As the level of platform engineering increases, developers enjoy higher levels of self-service capabilities. The implementation of such self-service platforms further shortens the distance between developers and infrastructure platforms, allowing developers to use platform resources more conveniently without understanding the underlying technical details.

A self-service platform is the product of engineering, or the tangible form of Platform Engineering.

Self-Service Platform

The self-service platform enables developers to directly manage and operate resources, involving them in the entire lifecycle of the software while not concerning themselves with the underlying infrastructure and implementation details, reducing the direct involvement of platform team members. This platform follows the “You build it, You run it” philosophy, but does not require developers to deeply understand the underlying technology (“Know-how”).

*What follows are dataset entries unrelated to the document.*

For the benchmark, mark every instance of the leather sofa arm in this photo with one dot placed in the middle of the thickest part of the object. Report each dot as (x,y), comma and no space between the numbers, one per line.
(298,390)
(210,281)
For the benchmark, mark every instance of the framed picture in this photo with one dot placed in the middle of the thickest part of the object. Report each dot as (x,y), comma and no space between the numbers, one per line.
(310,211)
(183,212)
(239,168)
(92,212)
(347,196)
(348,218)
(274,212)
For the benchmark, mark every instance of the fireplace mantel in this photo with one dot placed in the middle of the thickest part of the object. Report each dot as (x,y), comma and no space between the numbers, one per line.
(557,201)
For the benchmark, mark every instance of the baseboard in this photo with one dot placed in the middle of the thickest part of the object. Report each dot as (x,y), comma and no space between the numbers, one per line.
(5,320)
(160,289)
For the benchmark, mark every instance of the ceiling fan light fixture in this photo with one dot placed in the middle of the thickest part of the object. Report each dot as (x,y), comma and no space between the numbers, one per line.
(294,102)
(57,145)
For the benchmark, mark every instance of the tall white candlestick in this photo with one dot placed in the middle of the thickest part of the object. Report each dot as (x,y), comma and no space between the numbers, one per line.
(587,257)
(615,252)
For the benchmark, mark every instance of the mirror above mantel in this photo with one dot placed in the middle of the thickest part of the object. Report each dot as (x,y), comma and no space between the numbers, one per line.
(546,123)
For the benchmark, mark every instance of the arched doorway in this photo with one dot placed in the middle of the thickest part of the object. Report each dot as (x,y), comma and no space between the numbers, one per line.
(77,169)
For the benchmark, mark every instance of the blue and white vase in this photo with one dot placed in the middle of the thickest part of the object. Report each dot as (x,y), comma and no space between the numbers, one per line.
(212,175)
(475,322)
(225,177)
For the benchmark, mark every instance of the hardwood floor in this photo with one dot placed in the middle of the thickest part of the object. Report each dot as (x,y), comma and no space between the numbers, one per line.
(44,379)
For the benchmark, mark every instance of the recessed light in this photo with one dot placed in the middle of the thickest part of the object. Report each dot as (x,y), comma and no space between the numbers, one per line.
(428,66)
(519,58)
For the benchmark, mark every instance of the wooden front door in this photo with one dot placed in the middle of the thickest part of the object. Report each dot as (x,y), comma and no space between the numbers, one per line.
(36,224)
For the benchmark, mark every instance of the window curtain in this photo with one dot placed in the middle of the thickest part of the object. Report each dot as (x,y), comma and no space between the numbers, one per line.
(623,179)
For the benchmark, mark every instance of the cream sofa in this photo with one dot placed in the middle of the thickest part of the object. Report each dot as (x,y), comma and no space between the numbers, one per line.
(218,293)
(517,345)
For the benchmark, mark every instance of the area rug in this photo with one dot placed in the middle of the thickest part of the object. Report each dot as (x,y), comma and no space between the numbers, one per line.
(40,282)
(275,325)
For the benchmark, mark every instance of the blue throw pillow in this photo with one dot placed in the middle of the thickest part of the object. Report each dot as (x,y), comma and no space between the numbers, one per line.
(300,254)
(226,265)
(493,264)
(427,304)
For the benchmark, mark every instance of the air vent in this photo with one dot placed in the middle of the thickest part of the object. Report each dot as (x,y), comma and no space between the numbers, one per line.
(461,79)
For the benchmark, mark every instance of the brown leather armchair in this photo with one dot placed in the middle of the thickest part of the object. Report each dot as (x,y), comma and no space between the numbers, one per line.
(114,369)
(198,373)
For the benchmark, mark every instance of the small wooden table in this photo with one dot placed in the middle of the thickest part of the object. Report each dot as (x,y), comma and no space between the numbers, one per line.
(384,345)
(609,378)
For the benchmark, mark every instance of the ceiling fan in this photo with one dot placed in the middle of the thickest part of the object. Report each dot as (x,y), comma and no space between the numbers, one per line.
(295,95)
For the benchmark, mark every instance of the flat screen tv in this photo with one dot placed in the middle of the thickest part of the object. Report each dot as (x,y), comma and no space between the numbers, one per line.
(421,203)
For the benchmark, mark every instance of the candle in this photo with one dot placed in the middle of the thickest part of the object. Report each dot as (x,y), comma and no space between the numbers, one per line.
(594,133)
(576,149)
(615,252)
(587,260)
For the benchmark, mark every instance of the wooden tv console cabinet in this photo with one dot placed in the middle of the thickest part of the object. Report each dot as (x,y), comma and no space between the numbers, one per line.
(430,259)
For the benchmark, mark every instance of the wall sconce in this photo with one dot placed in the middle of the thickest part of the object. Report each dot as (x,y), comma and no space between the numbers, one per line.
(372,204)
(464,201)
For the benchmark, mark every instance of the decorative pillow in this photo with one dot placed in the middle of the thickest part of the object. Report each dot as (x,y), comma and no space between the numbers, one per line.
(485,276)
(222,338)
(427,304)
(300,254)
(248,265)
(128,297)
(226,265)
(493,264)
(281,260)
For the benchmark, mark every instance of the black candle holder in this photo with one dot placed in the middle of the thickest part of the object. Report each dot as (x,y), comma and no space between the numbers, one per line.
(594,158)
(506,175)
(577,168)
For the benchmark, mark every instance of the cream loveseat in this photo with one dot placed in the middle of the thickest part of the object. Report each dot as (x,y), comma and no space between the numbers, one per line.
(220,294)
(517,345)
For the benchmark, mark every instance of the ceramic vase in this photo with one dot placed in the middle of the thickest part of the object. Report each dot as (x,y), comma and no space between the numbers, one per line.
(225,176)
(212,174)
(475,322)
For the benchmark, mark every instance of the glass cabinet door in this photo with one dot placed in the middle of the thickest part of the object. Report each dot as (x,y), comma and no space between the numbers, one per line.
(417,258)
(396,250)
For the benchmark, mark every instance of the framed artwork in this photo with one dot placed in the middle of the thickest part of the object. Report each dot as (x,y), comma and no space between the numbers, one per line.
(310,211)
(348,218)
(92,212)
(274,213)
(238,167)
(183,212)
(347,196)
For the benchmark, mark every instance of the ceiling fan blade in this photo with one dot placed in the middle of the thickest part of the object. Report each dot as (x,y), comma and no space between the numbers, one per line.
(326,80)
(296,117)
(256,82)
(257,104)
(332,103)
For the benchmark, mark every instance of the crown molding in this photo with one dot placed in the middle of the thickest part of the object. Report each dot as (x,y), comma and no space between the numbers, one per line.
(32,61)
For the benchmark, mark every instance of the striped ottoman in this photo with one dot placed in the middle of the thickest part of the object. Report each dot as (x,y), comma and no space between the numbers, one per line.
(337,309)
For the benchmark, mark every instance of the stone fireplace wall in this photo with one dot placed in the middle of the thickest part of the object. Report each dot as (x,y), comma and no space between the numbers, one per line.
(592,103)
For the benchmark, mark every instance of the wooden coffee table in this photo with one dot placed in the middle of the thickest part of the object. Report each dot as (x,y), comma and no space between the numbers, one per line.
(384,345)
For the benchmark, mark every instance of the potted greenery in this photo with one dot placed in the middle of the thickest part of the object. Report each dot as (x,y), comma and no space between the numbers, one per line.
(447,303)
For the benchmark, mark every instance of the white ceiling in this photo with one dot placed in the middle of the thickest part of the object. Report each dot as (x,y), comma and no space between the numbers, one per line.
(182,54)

From my perspective, a self-service platform is more like a combination of processes and tools. At the tool level, whether open-source or commercial software, they provide abstractions of common capabilities. However, in terms of process, due to the specific management needs of each enterprise and dependencies on supporting departments, process designs vary. Although tools may be standardized, it is difficult to achieve this with processes.

Conclusion

I believe that simply comparing Platform Engineering to ‘new wine in an old bottle’ is not comprehensive enough. In fact, Platform Engineering represents a further sedimentation and elevation of traditional methods (such as DevOps), giving them new forms and capabilities.

In the interaction between technology and people, we should not overlook the importance of connection and coordination. As a reflection of the real world, software systems should always adhere to the principle of people-first.